Pouvons-nous ainsi faire la paix avec notre prochain, avec la nature ? Je crois qu’une relation transcendante est possible, à partir de l’unité ternaire, corps, âme et esprit. Cela peut nous aider à vivre, à faire face au lieu de fuir. Nous pouvons poser un regard « spirituel » sur ce monde ; là où il y a des problèmes, l’être spirituel voit fraternité, solution, soin, quitte à passer pour un imbécile heureux. Nous pouvons continuer à nous sentir responsables de la collectivité, conscients de ce qui est en jeu, veiller à favoriser un entourage paisible. Je me réjouis de mes échanges avec mes petits-enfants adultes, de vivre sereinement au milieu d’eux, ils m’apprennent la vie actuelle. J’appelle cela une spiritualité ouverte sur autrui, réaliste, plus utile qu’un long discours.
Je chemine tranquillement vers la mort.
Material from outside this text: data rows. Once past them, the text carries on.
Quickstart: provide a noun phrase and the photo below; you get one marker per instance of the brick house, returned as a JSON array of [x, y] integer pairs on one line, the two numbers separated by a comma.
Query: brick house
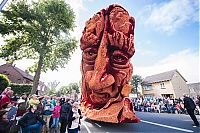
[[167, 84], [19, 76], [194, 89]]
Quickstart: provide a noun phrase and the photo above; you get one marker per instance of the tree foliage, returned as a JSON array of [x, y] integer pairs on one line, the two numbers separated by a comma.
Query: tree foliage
[[72, 87], [135, 82], [40, 31], [4, 82]]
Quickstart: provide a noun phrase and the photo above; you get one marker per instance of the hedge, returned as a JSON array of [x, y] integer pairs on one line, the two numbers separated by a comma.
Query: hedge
[[4, 82], [21, 88]]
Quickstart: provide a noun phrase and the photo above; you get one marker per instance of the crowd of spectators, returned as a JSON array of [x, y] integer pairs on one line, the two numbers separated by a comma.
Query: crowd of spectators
[[33, 113], [163, 105]]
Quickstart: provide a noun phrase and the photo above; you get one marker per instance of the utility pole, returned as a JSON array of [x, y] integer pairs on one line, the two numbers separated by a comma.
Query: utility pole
[[3, 4]]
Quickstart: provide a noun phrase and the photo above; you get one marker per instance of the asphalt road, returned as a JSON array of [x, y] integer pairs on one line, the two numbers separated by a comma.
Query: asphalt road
[[150, 122]]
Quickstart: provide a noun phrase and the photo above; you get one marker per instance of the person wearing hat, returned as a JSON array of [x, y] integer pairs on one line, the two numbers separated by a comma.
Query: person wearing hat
[[6, 98], [74, 119], [31, 121], [48, 108], [34, 100], [190, 106], [5, 124]]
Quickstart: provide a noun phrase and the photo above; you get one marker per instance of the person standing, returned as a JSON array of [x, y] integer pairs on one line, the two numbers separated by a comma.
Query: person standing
[[56, 115], [64, 115], [74, 119], [34, 100], [190, 107], [31, 121], [48, 108]]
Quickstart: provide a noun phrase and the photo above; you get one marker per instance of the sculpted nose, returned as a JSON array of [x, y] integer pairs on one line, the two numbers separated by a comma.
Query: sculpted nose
[[100, 77]]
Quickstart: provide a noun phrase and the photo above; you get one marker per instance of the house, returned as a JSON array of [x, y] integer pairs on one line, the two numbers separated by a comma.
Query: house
[[19, 76], [194, 89], [167, 84]]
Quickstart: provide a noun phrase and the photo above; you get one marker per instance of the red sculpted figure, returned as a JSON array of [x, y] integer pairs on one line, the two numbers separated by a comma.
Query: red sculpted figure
[[107, 45]]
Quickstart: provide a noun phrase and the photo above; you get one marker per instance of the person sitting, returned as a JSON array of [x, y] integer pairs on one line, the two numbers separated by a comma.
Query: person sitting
[[31, 121]]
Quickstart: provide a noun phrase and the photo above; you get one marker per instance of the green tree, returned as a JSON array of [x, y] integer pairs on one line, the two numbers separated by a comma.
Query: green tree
[[39, 31], [72, 87], [135, 82], [4, 82], [51, 91], [53, 85]]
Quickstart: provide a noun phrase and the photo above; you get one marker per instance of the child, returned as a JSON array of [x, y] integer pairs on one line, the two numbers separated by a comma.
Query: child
[[56, 115]]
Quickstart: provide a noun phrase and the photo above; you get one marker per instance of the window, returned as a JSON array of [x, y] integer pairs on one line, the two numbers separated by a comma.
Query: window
[[162, 85]]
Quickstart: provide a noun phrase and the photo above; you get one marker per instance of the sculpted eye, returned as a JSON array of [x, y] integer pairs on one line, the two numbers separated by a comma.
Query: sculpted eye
[[90, 52], [119, 57]]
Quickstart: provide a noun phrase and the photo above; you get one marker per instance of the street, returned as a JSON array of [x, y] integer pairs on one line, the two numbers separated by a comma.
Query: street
[[150, 122]]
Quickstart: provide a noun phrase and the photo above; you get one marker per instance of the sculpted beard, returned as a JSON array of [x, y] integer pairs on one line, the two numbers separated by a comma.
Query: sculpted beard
[[107, 45]]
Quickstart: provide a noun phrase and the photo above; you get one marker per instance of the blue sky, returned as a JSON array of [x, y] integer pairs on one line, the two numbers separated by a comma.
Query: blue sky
[[166, 37]]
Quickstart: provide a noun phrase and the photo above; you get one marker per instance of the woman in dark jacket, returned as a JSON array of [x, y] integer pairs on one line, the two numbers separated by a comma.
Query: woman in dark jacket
[[31, 121], [5, 124], [74, 119]]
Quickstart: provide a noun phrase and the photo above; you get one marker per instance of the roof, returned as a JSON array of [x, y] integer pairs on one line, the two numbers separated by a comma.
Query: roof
[[23, 73], [165, 76]]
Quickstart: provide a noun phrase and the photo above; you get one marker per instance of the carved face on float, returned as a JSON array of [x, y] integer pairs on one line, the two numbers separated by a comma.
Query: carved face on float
[[107, 45]]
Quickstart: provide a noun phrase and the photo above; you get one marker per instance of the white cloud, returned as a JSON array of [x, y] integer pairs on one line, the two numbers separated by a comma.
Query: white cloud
[[186, 62], [145, 52], [71, 73], [167, 17]]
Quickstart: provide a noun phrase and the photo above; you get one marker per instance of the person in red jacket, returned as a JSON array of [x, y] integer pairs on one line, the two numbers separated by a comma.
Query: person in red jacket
[[6, 99]]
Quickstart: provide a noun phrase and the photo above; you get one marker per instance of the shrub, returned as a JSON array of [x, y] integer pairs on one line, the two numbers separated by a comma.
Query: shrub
[[4, 82]]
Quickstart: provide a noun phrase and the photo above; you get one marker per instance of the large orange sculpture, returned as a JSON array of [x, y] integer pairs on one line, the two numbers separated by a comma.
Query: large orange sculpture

Sachant, comme Woody Allen que L’éternité risque d’être longue, surtout vers la fin… et que la séparation d’avec tout ce que j’aime sera difficile. La vie m’a appris à « faire avec », à faire au mieux avec ce qui arrive sachant que l’égalité est un souhait, une possibilité. Nous avons tous accompagné un membre de notre famille et/ou un ami vers leur fin quand c’était le moment et avons pu le constater.
Je veux vivre ma mort, ne l’entravez pas avec trop de lois et de prescriptions. Laissez-nous cette dernière liberté.